Bien que la phrase parle d’une tempête, elle n’insiste pas particulièrement sur l’événement ni ne nous fait frémir d’émotion. Quelle description Marc a-t-il faite de son côté?
“Et une violente tempête de vent s’éleva, et les vagues se jetaient dans le bateau, au point que le bateau allait en être plein. Et lui [Jésus] était à la poupe, dormant sur un oreiller.” — Marc 4:37, 38.

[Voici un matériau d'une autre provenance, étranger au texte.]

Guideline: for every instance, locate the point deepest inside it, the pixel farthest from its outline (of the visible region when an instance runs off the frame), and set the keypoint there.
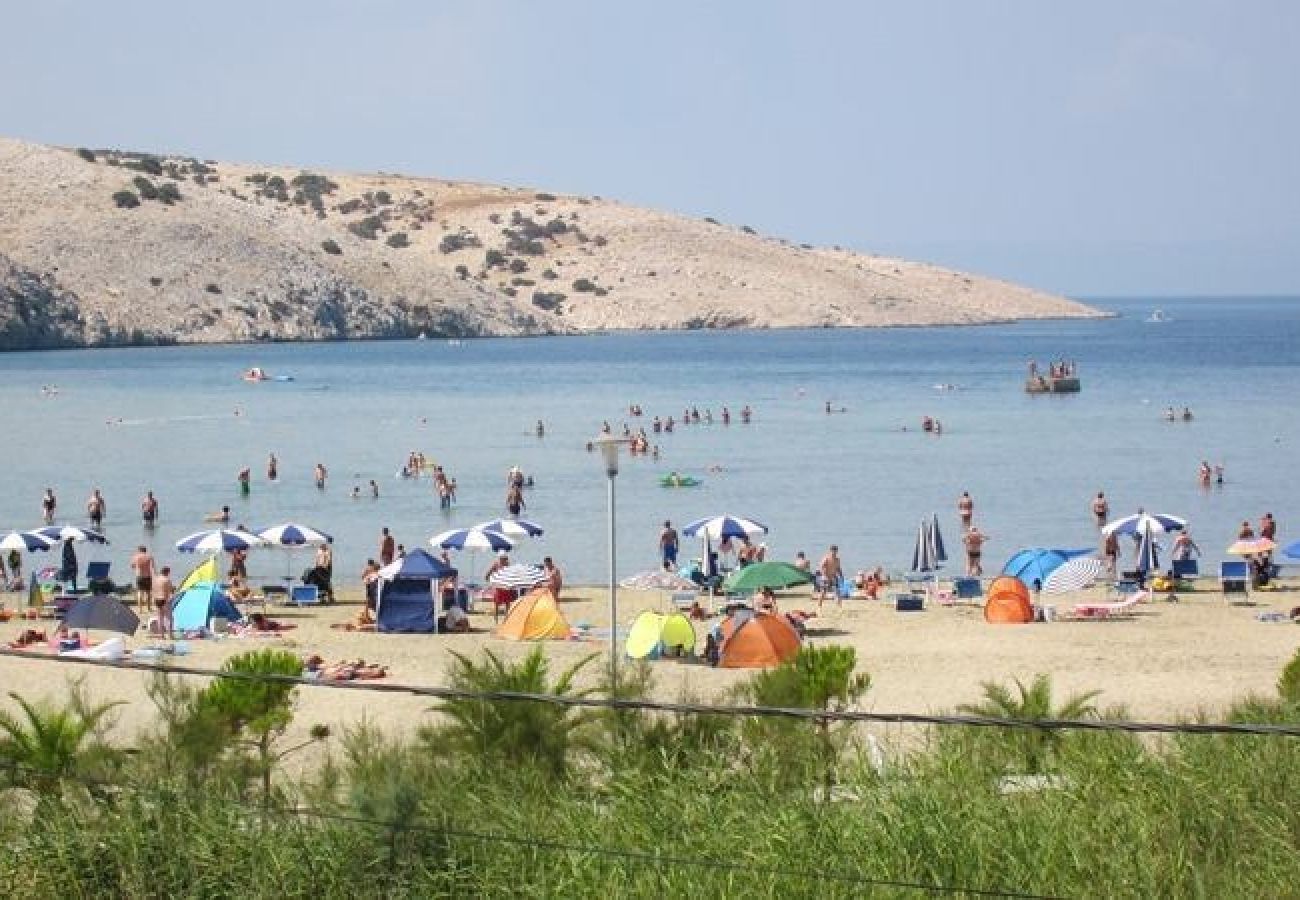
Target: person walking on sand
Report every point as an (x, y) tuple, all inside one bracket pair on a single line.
[(1100, 509), (142, 566), (668, 545), (830, 571), (974, 541), (965, 509)]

Marc n’était pas dans le bateau. Comment a-t-il donc pu nous faire une description aussi colorée? De toute évidence, ce fut grâce au rapport de Pierre, qui était un pêcheur. Avez-vous remarqué la façon expressive de décrire la tempête et ses effets sur le bateau? Et l’allusion à la “poupe”, que Matthieu, collecteur d’impôts qui n’était pas habitué à la mer, n’a pas incluse, bien qu’il fût présent sur le bateau? Quelle mémoire visuelle chez Pierre, qui s’est rappelé que Jésus ‘dormait sur un oreiller’! — Voir aussi Luc 8:23.
On comprend donc pourquoi certains biblistes ont dit que Marc avait été l’interprète de Pierre. Mais cela veut-il dire qu’on devrait en fait appeler son Évangile l’Évangile selon Pierre? Pas du tout; souvent, le récit reflète les facultés d’observation de Pierre. Mais le style familier, vivant et rapide qui nous donne l’impression de suivre le récit sans presque pouvoir reprendre notre souffle est manifestement celui de Marc.
Il faut aussi se rappeler que “toute Écriture est inspirée de Dieu” et “qu’aucune prophétie de l’Écriture ne provient de quelque interprétation privée”, mais que “c’est portés par de l’esprit saint que des hommes ont parlé de la part de Dieu”. Dans le récit de Marc, nous avons donc la réunion heureuse des fines observations de Pierre et du style concis et animé de Marc. L’évangéliste fut sans aucun doute l’un de ces hommes qui furent guidés ou “portés” par l’esprit saint ou force active de Dieu. — II Timothée 3:16; II Pierre 1:20, 21.
Pour qui Marc a-t-il écrit?
Il apparaît que chaque évangéliste a écrit en pensant à une certaine catégorie de personnes. Matthieu écrivit principalement pour les Juifs, comme en témoignent ses nombreuses allusions aux Écritures hébraïques et son souci de montrer, en retraçant la généalogie de Jésus, que celui-ci était bien un descendant légal d’Abraham. Luc, quant à lui, écrivit pour le “très excellent Théophile” ainsi que pour les gens de toutes les nations, faisant remonter la généalogie de Jésus jusqu’à Adam (Luc 1:1-4; 2:14; 3:23-38). Selon la catégorie de lecteurs à laquelle il s’adressait, chaque évangéliste s’est donc exprimé avec un style, une insistance et un objectif différents. Mais pour qui Marc a-t-il principalement écrit?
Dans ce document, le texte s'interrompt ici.